Blog Post

The Blake Browser: A Tool for Digital Humanities Research and Teaching


This past summer at Union College, I’ve had the joy of helping to develop the Blake Browser, an online tool to explore and analyze the poems and paintings of William Blake.  I collaborated with Professor Nick Webb of the Computer Science department and Professor Andrew Burkett of the English department along with his advisee, Sam Garson (English, Union ’13).  Although the Blake Browser is not complete, you can check out the beta version here.

My background is in computer science, but this project opened my eyes to the wider role of the application of computer science methods.  During discussions with Andy and Sam, we realized how Blake’s writing style forced researchers to reread many of his poems.  Because of this, we wanted the Blake Browser to implement tools that would allow users (e.g., scholars and students) to jump from poem to poem and plate to plate in the Blake corpus very easily through the use of search tools.

I developed two primary search methods in the Blake Browser.  By clicking the “Search and Analysis” toolbar on the right-hand side of the screen, the user launches the tool’s ability to generate a list of poems similar to the one being currently viewed.  One can also search through the traditional search box by entering keywords and phrases.  Both searching mechanisms are implemented using tf-idf and cosine similarity scoring which are well-known information retrieval mechanisms.

I handled other natural language processing tasks with the Natural Language Toolkit (NLTK) modules in Python.  In order to prepare the corpus for computation, I removed stopwords (words without meaning like “and” or “the”) and part of speech tagged the poems using the NLTK.  These tasks were computationally expensive and took the computer a long time to process, so I stored the results in an XML file, eliminating the need to reprocess the data and slow down the tool.

All of the text and images on the Blake Browser were made available online by the William Blake Archive.  Every image that appears in our online tool directs the user back to their homepage as well as the source of the original image.  Thanks to the generosity of Professor Joseph Viscomi at the University of North Carolina at Chapel Hill, he provided our team with a 500,000 word XML document of the complete poetry and prose of Blake, which was essential for us to build the browser. 

As the Blake Browser is still in beta, there are some bugs to fix and some features to add, so stay tuned for updates.  Again, you can check out the beta here.

This project was supported in part by a grant from the National Science Foundation, IIS CPATH Award #0722203.




What a great project!  I'd love to learn more about it... can you tell me how the Search & Analysis toolbar decides what qualities of a poem make it "similar" to another one?  The partners on your team come from a variety of disciplinary backgrounds--do you also have a variety of perspectives on what makes one poem similar to another?

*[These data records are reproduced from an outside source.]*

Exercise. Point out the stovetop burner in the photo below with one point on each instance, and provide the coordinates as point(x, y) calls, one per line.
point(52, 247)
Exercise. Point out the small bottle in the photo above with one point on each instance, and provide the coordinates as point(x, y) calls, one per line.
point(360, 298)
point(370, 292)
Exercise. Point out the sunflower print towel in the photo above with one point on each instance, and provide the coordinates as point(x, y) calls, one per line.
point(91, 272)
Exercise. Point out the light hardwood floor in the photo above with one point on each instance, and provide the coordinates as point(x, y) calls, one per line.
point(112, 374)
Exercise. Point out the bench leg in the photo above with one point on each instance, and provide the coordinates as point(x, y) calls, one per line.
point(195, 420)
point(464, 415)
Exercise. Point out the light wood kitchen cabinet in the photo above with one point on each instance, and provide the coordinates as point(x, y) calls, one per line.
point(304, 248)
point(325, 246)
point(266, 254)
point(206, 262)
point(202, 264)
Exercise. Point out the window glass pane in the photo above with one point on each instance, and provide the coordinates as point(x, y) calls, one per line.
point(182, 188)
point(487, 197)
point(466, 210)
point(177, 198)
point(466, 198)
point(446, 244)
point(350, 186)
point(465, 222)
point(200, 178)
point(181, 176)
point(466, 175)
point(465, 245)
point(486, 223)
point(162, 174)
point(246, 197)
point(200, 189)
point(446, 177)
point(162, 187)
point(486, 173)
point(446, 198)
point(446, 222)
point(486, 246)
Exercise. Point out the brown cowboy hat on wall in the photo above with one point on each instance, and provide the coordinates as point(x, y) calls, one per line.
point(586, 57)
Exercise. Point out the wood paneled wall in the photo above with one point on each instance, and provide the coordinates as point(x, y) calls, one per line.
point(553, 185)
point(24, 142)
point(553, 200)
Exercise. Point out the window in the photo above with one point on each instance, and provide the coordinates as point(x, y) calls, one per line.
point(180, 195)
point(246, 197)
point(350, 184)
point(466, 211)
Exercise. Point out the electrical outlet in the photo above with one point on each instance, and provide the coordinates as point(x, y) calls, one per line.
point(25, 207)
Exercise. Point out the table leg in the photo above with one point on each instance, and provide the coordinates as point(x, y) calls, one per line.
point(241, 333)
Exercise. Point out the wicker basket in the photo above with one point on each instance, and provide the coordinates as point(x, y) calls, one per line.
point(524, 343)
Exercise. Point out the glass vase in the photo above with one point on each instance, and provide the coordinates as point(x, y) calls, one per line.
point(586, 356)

Thanks for sharing your progress with the HASTAC community! 





Hi Bridget,

That’s a great question.

The similarity is determined using a combination of tf-idf and cosine similarity scoring methods.  Tf-idf scoring looks at how often a word occurs in a document compared to how often it appears in other documents.  With this information, we can see how relevant a given document is to a certain keyword.  Once we do this for every word in every document, we can use cosine similarity scoring to compare the tf-idf scores between documents and determine which document is most similar.  This is a very common type of document retrieval method used in the field of Natural Language Processing and is implemented by many search engines.

As for the Humanities approach, we could say that two documents are similar if they talk about the same characters or contain similar themes.  These literary concepts are much more difficult to detect using computational methods.  How can we tell which proper nouns are characters?  If the author uses pronouns, how can we tell which pronouns refer to which characters?  How do we automatically detect themes and when they are mentioned?

The difference between these two approaches are pretty striking: one is entirely computational and the other is entirely subjective.  However, the computational approach is very effective at producing results similar to the Humanities approach.  If you read a poem about Urizen (one of Blake’s main characters), the poems marked as similar also talk about Urizen.

I’m glad that you are interested in the project.  Just let me know if you have any more questions.

- Ben


Thanks for your reply, Ben!  I am so fascinated that the computational and humanities approach came to similar conclusions... wow!  I hope you'll keep us updated with any interesting exceptions to this rule as you continue working on the project?  Thanks for your thoughtful answer!


This looks really cool, Ben! 

I'd love to keep in touch with you regarding this project. I'm cowriting a book that's coming out on Christmas Eve called William Blake and the Digital Humanities. I've also held a long-standing belief that Blake's illuminated texts are like games - and I'd love to construct a gaming interface for people to experience Blake's work. So, jumping from one text to another sounds really interesting in terms of making Blake's work a game.